The Good Shepherd: Life and Light to all he brings

A sermon preached by the Dean of Melbourne, the Very Revd Dr Andreas Loewe, at St Paul’s Cathedral Melbourne on the Fourth Sunday of Easter, 24 April 2015:

St Paul's Cathedral Melbourne: 'Jesus said to Peter,

St Paul’s Cathedral Melbourne: ‘Jesus said to Peter, “Feed my sheep”.’

‘I am the good shepherd’, Jesus told the people gathered in the Jerusalem Temple at the Jewish winter festival of lights. ‘I know my own and my own know me’. His own, those who had followed him from Galilee to Jerusalem and who surrounded Jesus on his journeys, now share with him in the Jewish celebration of light. Those who are his own, sought him out because they saw in Jesus a ‘light shining in the darkness’ (John 1.4).

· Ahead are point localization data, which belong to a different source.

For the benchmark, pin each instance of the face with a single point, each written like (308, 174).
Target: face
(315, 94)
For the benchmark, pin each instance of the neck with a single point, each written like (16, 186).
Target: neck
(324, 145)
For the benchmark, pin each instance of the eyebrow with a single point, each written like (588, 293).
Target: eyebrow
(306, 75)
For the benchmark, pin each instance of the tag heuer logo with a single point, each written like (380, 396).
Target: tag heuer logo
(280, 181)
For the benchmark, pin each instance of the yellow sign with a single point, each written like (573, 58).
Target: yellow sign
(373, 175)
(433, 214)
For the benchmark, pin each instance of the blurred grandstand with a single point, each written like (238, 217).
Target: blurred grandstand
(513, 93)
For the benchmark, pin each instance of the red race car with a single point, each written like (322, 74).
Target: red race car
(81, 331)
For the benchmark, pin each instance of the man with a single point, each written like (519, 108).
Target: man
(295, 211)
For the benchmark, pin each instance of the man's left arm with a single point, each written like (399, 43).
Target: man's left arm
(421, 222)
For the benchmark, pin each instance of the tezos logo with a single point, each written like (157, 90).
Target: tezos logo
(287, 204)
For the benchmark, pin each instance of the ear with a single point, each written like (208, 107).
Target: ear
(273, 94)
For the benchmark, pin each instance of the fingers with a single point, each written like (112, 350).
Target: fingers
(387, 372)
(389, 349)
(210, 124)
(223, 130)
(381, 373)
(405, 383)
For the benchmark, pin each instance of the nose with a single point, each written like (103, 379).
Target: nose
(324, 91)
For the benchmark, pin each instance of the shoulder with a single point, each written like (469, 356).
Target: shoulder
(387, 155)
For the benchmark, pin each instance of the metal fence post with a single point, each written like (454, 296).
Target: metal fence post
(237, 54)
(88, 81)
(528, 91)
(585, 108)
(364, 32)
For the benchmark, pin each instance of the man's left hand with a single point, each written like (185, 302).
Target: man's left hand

Early on in their journey with Jesus some of their number had intuitively known Jesus to be ‘the Son of God, the King of Israel’; had felt in their hearts that here was the One who would be God’s light for this world (John 1.49). And so they followed him, and walked with him. And heard him confirm to those who had ears to hear that he was God’s answer to the rising darkness: ‘I am the light of the world’, they heard him say, and heard him invite others to leave the darkness behind: ‘Who follows me will never walk in darkness, but will have the light of light’, they heard him tell (John 8.12).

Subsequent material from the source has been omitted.